A US Navy Seal accused of stabbing a teenage Islamic State fighter to death has been unexpectedly released days ahead of his trial.
Navy Special Operations Chief Edward Gallagher, 39, is also charged with indiscriminately shooting Iraqi civilians on his eighth combat tour.
A military judge freed the combat veteran after prosecutors acknowledged tracking the defence team’s emails.
US President Donald Trump is reportedly mulling a pardon for Chief Gallagher.
Thursday’s surprise ruling by the judge, Capt Aaron Rugh, drew gasps in the San Diego court, according to the Associated Press news agency.
Chief Gallagher’s defence team is arguing the case should be dismissed or prosecutors removed as a result of what they called illegal spying.
The highly decorated sniper and medic is scheduled to stand trial on 10 June for nearly a dozen alleged crimes.
He has pleaded not guilty to murdering an injured teenage militant in Iraq in 2017 and attempted murder for shooting civilians from a sniper’s nest.

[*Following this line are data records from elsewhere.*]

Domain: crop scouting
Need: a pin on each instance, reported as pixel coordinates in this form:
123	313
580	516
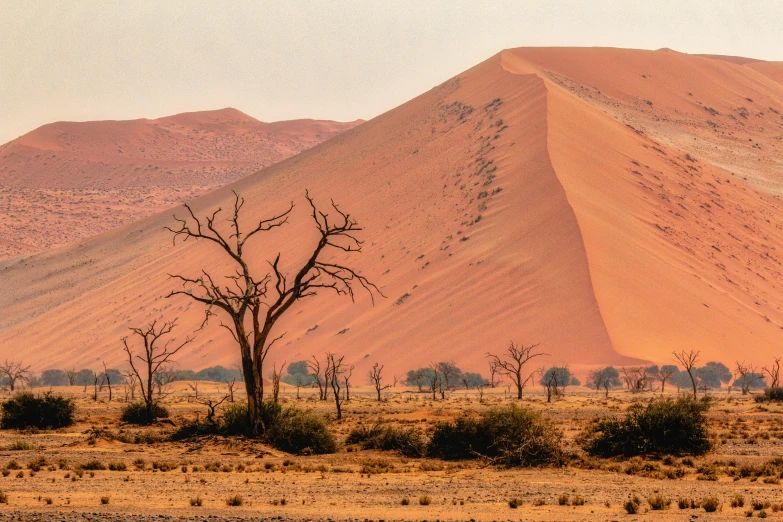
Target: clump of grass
632	505
710	504
235	500
658	502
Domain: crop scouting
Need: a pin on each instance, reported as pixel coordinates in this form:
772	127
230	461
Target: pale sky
334	59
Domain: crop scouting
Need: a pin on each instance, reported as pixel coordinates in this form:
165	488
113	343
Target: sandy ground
359	484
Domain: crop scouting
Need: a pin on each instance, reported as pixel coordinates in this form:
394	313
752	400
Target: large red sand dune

In court, lawyers for Chief Gallagher presented evidence that Navy prosecutors and their investigators had embedded a tracking code in emails sent to defence attorneys and a journalist with the Navy Times who had broken several stories on the case based on leaked documents.
Defence attorney Tim Parlatore described a “rogue, relentless and unlawful cyber-campaign” that he argued had violated attorney-client privilege and undermined Chief Gallagher’s right to a fair trial, according to the Associated Press.
The lead prosecutor, Cmdr Christopher Czaplak, said the code only showed where and when recipients opened the emails.
Leaving court with her husband on Thursday, Andrea Gallagher spoke briefly with reporters saying: “We have been utterly terrorised by this entire farce of a case.”
Friends in high places
By Tara McKelvey, BBC News
President Trump has taken an interest in Chief Gallagher’s case, tweeting about him in a sympathetic manner and hinting that he may grant him a pardon if he is found guilty.
The president’s remarks about Gallagher’s case have had an impact: Mr Trump tweeted about the conditions of Chief Gallagher’s confinement in March, and Chief Gallagher was transferred from a brig to a military hospital.
Being in the hospital – instead of a military jail – made it easier for him to receive visitors and speak with his lawyers.
Overall the president’s interest in the case has helped to ensure that Chief Gallagher has a high profile, access to well-connected lawyers (one of them, Marc Mukasey, also works for the Trump Organization) and the tantalising possibility (at least for Chief Gallagher) that even if the jury finds him guilty, a pardon could await.
Mrs Gallagher has called the trial “an atrocity committed against America’s service members” and frequently posts updates on the Free Eddie Gallagher Facebook page.
Chief Gallagher was held in pre-trial confinement after prosecutors accused him of contacting witnesses.
His case has drawn widespread attention, including from President Trump.
At the end of March, Mr Trump personally intervened in the case, demanding that Chief Gallagher be moved from a military prison to a less-restrictive facility.
White House Officials told the New York Times that the Trump administration had made an “expedited request” last week for the paperwork needed to pardon several service members accused of war crimes, including Chief Gallagher.
Earlier in May, Mr Trump granted a full pardon to 1st Lt Michael Behenna, a former soldier who was convicted in the 2009 killing of an Iraqi man in American custody.
According to the charges, Chief Gallagher allegedly stabbed a teenage IS fighter who had been wounded in an airstrike in May 2017.
Prosecutors say the wounded prisoner was being treated by medics from the Seal platoon that Chief Gallagher commanded when he allegedly attacked without any warning using a homemade knife.
He then had others take photos as he posed with the corpse and recited the Navy re-enlistment ceremony oath, prosecutors say.
A lawyer for Chief Gallagher said the fighter died from injuries sustained in the airstrike, and that his client is being falsely accused by Seals who wanted to get rid of their demanding platoon leader.
Cmdr Czaplak said the chief had chosen “to act like the monster the terrorists accuse us of being”.